SÜKÛT-U HAYAL
SÜKÛT-U HAYAL
Değerli Hanımefendi;
Şu sefil ömrümde sizin gibi şuh bir hanımefendiye tesadüf etme şerefi beni oldukça mesut ediyor. Kürdili hicazkâr güzelliğiniz beni diyardan diyara sürüklüyor, nihayetinde mahcup bir çocuk gibi dizlerinizin dibine çöktürüyor. Bakışlarınız, edalarınız, işveleriniz, çalımlarınız çekip gitmenin asaletini yaşamama mâni oluyor. Varlığınız hayatımın en manidar sebebi iken sizsiz bir hayatı tahayyül etme gafletine düşemiyorum maalesef. Affedin.
Kalpten çıkan derin bir sözün başka bir kalbin en derinine girmesi ne kadar da müşkül oluyor. Aşkımızın müşkülatı samimiyetimizin ve hissiyatımızın yoğunluğundan, hakikatinden geliyor elbet. Asabiyetimi sükût-u hayale uğramış olmama verin ve affedici tebessümünüzü bana bahşedin lütfen.

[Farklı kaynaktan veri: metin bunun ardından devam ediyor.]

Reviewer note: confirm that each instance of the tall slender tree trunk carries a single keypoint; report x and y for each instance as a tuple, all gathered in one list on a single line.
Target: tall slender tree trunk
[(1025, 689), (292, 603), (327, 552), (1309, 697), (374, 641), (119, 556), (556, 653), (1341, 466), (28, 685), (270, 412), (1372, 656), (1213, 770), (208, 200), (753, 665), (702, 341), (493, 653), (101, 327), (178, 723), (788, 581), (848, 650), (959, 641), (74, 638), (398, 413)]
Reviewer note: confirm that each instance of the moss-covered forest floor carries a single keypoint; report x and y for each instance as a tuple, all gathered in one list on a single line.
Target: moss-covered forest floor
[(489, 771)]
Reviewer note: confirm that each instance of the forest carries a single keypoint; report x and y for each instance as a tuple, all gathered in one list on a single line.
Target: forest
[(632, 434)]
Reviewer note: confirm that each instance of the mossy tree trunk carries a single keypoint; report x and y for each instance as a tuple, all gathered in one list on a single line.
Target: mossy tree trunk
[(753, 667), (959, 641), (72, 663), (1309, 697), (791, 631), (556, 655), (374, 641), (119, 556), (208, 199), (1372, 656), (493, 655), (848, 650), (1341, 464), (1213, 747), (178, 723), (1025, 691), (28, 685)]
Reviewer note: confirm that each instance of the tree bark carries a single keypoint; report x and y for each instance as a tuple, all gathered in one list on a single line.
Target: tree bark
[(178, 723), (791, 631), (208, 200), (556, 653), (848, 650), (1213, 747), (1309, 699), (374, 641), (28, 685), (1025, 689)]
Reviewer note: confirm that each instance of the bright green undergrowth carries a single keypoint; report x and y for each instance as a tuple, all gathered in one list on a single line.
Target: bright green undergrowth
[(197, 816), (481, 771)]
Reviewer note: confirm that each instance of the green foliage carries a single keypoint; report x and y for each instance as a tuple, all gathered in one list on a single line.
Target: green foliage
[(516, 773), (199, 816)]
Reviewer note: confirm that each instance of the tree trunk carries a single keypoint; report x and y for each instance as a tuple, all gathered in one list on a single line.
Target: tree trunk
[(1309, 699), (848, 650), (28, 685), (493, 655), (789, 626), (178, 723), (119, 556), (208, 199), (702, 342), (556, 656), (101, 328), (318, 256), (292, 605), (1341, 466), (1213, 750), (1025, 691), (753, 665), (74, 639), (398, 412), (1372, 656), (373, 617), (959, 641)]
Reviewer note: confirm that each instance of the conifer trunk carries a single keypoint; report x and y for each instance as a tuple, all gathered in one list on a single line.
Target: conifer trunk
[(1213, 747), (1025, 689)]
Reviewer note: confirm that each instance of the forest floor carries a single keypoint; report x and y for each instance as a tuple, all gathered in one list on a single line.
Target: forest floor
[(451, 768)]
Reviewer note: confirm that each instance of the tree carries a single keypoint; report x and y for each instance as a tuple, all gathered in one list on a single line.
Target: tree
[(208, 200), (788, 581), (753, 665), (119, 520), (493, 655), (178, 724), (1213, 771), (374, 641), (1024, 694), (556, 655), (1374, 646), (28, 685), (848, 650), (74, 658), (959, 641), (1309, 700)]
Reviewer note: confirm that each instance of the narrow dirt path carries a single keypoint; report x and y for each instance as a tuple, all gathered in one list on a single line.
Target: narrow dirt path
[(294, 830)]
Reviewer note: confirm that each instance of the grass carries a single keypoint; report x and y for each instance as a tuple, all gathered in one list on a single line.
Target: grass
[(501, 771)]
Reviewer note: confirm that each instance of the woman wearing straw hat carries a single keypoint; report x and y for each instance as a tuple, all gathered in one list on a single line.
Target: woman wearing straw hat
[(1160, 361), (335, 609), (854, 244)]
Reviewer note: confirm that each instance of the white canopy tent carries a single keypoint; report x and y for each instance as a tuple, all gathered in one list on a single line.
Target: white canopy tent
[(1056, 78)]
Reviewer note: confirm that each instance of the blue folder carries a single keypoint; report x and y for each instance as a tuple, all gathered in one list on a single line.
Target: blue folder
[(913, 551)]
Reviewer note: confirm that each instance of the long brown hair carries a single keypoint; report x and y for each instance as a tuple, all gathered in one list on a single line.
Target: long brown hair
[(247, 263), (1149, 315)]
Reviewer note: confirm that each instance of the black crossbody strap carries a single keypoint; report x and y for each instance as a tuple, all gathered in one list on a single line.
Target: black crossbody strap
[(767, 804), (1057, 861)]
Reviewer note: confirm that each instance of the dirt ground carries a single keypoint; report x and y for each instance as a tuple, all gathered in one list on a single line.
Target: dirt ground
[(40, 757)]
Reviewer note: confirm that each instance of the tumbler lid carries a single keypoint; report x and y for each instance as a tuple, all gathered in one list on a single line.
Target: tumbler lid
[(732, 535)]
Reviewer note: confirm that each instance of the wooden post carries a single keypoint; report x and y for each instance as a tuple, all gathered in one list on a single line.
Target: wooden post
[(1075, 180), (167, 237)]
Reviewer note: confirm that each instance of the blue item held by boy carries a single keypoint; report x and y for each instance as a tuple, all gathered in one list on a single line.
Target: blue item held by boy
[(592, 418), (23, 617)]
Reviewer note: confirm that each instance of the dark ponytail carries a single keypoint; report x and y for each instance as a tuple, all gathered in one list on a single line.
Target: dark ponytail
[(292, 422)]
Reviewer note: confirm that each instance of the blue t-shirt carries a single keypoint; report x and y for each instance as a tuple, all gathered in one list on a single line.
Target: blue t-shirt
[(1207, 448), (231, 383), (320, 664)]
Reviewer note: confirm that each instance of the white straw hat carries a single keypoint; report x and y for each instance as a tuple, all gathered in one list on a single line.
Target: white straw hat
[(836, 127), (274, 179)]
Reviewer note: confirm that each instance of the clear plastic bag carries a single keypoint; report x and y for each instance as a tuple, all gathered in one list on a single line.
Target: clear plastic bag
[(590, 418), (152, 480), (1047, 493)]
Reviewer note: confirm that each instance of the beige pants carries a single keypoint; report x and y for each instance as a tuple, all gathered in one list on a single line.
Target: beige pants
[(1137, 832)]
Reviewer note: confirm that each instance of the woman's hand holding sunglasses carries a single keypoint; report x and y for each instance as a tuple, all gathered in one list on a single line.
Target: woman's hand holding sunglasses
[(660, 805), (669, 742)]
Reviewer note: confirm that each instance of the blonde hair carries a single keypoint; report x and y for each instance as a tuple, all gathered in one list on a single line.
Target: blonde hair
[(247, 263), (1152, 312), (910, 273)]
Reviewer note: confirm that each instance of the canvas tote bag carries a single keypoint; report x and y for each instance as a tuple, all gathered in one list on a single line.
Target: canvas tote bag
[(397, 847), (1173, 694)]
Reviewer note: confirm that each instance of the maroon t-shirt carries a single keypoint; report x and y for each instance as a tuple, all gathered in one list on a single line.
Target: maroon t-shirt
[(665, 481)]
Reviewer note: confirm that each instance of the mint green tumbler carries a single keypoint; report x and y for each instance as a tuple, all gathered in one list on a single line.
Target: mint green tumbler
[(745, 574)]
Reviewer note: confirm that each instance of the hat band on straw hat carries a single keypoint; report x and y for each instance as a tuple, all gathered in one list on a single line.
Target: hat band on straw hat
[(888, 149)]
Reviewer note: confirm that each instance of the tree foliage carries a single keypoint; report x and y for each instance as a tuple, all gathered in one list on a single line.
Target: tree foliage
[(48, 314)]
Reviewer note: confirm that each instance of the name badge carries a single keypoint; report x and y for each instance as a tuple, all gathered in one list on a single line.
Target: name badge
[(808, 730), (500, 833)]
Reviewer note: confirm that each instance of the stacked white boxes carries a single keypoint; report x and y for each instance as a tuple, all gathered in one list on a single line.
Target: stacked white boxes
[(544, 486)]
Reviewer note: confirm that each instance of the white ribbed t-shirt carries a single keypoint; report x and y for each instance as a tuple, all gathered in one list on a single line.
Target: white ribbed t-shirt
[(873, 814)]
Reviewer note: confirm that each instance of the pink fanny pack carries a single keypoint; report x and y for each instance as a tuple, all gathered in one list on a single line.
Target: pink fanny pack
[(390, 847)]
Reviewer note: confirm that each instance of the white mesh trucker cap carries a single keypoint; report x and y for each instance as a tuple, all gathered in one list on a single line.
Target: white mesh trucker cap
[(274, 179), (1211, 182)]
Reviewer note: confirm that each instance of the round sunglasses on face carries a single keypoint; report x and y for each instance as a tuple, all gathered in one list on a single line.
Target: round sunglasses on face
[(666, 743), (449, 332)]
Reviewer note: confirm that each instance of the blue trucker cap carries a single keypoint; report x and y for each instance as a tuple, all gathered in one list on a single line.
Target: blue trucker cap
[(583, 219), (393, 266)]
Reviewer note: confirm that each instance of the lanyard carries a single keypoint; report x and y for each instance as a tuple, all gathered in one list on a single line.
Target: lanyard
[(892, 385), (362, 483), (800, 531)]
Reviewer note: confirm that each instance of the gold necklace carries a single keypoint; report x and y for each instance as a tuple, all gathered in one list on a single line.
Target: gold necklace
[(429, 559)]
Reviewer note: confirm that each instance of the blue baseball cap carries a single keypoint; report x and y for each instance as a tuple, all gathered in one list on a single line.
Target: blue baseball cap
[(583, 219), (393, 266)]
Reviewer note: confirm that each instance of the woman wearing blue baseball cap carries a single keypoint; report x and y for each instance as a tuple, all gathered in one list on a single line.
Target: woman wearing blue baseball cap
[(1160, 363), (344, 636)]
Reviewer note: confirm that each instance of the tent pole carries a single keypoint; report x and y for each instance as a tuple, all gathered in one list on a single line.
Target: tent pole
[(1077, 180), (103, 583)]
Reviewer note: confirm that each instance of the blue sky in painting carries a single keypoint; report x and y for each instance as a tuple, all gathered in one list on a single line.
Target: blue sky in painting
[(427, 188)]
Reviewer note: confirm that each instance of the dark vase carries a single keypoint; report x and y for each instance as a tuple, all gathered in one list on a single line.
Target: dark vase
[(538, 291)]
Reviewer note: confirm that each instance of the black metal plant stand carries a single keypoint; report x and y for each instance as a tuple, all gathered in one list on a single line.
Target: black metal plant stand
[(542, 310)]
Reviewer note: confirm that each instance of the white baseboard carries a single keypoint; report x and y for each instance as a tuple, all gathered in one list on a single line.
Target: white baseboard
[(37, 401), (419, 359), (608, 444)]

Başkasının hikâyesinde mutlu olmaktansa kendi hikâyenizde mutsuz olmayı yeğlemenizi anlayabiliyorum. Keşke anlamasaydım ama anlayabiliyorum. Kırgın değilim bilakis size minnettarım. Benim gibi kendi kabuğunda yaşayan sefil bir adamı tekrar aynı kabuğun içine sokma cesaretini gösterdiğiniz ve bana haddimi bildirdiğiniz için size minnettarım. Ama bilirsiniz ki umut insanı yaşatan en nadide duygudur. Ve yine bilirsiniz ki kendi kabuğunda yaşayan insanların o kırılmaz kabuğu bizzat umudun en saf halidir.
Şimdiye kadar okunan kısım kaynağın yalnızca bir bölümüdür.